Série #NossosTalentos | Noite das Estrelas
Julio Nogueira, contrabaixo

Dias 8 e 9 de outubro, na Sala São Paulo, o Mozarteum encerra sua programação de 2018 com os concertos Noite das Estrelas. Em cena, acompanhados da Orquestra Acadêmica Mozarteum Brasileiro, sob regência de seu maestro titular, Carlos Moreno, estarão 12 jovens solistas brasileiros com carreiras promissoras, que em algum momento foram impulsionadas pelo Mozarteum. Vale a pena conhecê-los: são novos talentos que despontam inclusive na cena internacional, comprovando a potência musical brasileira.

Julio Nogueira, contrabaixo

Bom humor e generosidade, além de enorme talento, marcam a personalidade de Julio Nogueira, contrabaixista da Orquestra Acadêmica Mozarteum Brasileiro (OAMB), que nos concertos Noite das Estrelas apresentará o primeiro movimento do Gran Duo Concertante, de Giovanni Bottesini, com o violinista Eder Grangeiro.
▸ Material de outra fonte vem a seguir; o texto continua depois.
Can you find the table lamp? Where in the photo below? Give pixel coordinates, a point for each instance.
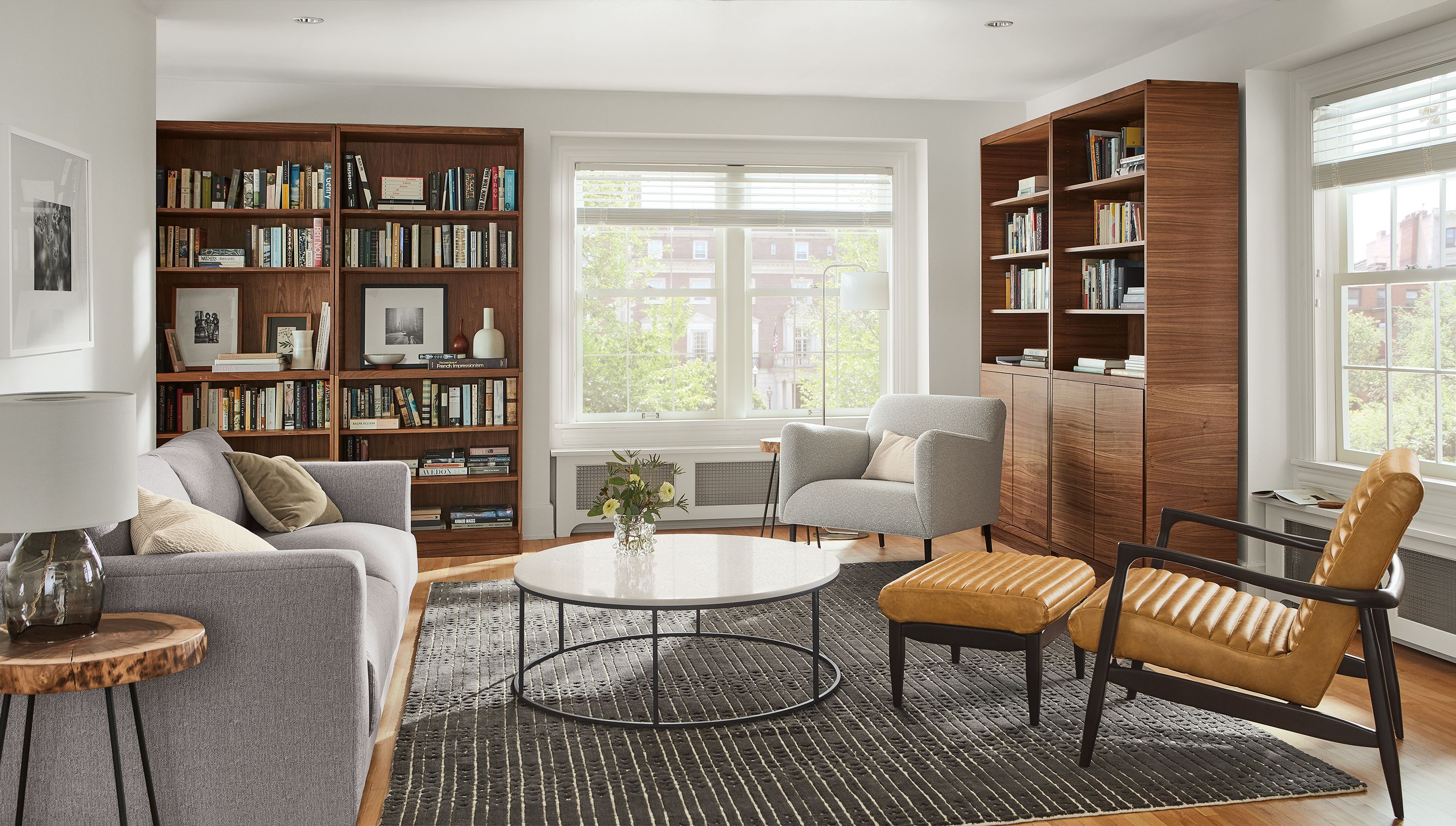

Versatilidade e avidez por novas experiências também fazem parte do jeito de ser de Julio que, paralelamente à sua intensa atividade na música de concerto, também leva adiante a banda Denker, formada por ele, o violonista e cantor Rubens Müller e o guitarrista e violonista Guilherme Oliveira. Com repertório de músicas autorais, este grupo musical mistura o rock com música clássica e faz do contrabaixo acústico o centro das atenções como instrumento solista.

Entre os “sonhos” de Julio Nogueira realizados pelo Mozarteum estão suas apresentações, como único músico brasileiro convidado, com a Orquestra Sinfônica Estatal Russa “Evgeny Svetlanov”, sob regência do maestro norueguês Terje Mikkelsen (em abril de 2018, na Sala São Paulo).

Na “conversa” a seguir, Julio Nogueira fala sobre suas “aventuras” musicais, com o jeito saboroso de um contador de histórias.

Momento atual:

“Atualmente tenho me dedicado à Orquestra Acadêmica Mozarteum Brasileiro, na qual atuo como primeiro contrabaixista, à minha banda, a Denker e, eventualmente, tenho atuado como músico convidado em algumas orquestras. Além dessas atividades, a convite do maestro Carlos Moreno, tenho colaborado junto à Orquestra Jovem de Verão – Trancoso, tocando e dando aulas nesse projeto lindo, que conta com o apoio da comunidade de Trancoso.”

Expectativas:

“A expectativa do momento é realizar dois concertos excelentes do Noite das Estrelas (risos). Em seguida começo a preparação de um novo repertório. Tem algumas peças que tenho muita vontade de tocar faz algum tempo. Pretendo iniciar os estudos ainda em 2018 para poder executar no início de 2019. No mesmo período pretendo retomar os estudos com o repertório para provas de orquestra, pois é muito importante tê-lo à mão. Além disso, há shows da Denker marcados até o fim do ano. Sobre o futuro, tenho planos de participar de alguns festivais de música e encontros de contrabaixo nos próximos anos, voltados para orquestra e também com a Denker. Além, é claro, de realizar muitos shows e concertos, sempre visando estruturar e tornar sólida a minha carreira musical, adquirindo cada vez mais conhecimentos, repertório, bagagem e vivência de estrada.”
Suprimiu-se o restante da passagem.